UN Decade for Road Safety: buses and coaches in the UK deliver
Travelling by bus or coach is by far the safest form of road passenger transport in the UK. It is over seven times safer than a journey made by car. Fewer cars on our roads also mean lower congestion and ultimately fewer accidents:
- A 60% reduction in road fatalities has been achieved by the UK bus and coach industry between 2001 and 2008, thus becoming the first and, for the moment, the only road transport mode having met the EU road safety policy objective of halving the number of deaths on European roads.
- The average fatality rate over the last 10 years for car occupants was 2.5 per billion passenger kilometres, while the average for vans was 0.8. The average fatality rates for bus or coach passengers (0.3) and for rail passengers (0.3) have been similar over the last 10 years. (DfT transport trends 2009)

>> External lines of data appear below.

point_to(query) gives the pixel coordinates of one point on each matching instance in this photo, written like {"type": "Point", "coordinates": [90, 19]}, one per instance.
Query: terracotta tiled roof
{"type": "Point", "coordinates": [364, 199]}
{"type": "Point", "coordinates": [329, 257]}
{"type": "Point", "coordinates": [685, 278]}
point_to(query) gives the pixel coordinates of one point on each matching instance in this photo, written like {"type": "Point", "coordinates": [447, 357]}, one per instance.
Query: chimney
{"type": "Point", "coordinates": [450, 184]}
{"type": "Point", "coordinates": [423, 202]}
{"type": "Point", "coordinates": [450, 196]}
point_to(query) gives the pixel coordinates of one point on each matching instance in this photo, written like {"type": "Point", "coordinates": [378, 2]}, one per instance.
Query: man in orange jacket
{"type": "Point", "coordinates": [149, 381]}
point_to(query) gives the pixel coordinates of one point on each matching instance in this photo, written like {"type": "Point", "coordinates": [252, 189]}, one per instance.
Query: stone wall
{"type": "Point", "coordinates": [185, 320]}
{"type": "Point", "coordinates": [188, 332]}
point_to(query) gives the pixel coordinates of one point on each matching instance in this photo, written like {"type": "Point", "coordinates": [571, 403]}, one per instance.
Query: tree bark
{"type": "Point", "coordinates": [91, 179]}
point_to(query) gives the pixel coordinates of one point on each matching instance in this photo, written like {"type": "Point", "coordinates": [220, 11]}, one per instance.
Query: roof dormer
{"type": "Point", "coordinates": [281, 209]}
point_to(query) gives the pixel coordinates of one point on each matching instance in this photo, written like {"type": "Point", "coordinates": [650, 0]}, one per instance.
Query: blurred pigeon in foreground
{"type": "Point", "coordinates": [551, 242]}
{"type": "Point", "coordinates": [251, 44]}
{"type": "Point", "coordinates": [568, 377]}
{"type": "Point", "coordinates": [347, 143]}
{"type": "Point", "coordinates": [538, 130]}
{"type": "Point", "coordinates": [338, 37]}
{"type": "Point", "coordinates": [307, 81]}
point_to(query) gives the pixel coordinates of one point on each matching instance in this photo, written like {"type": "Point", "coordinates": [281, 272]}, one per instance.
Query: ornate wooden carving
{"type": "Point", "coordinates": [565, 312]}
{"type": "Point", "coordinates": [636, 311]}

- In the UK, all buses and coaches which are not used for urban transport and built since 1st October 2001 are required to have seatbelts.
- The UK Vehicle & Operator Service Agency (VOSA) is responsible for improving roadworthiness standards and has the power to check vehicles for general roadworthiness. It can also inspect vehicles in accidents where mechanical defects may have been the cause. There are strict guidelines issued by VOSA to ensure that bus and coaches are kept road worthy.
- Bus and coach travel is statistically the safest form of road transport for people in the UK. Drivers of these vehicles are professionals and have to pass a much more stringent driving test than the car test.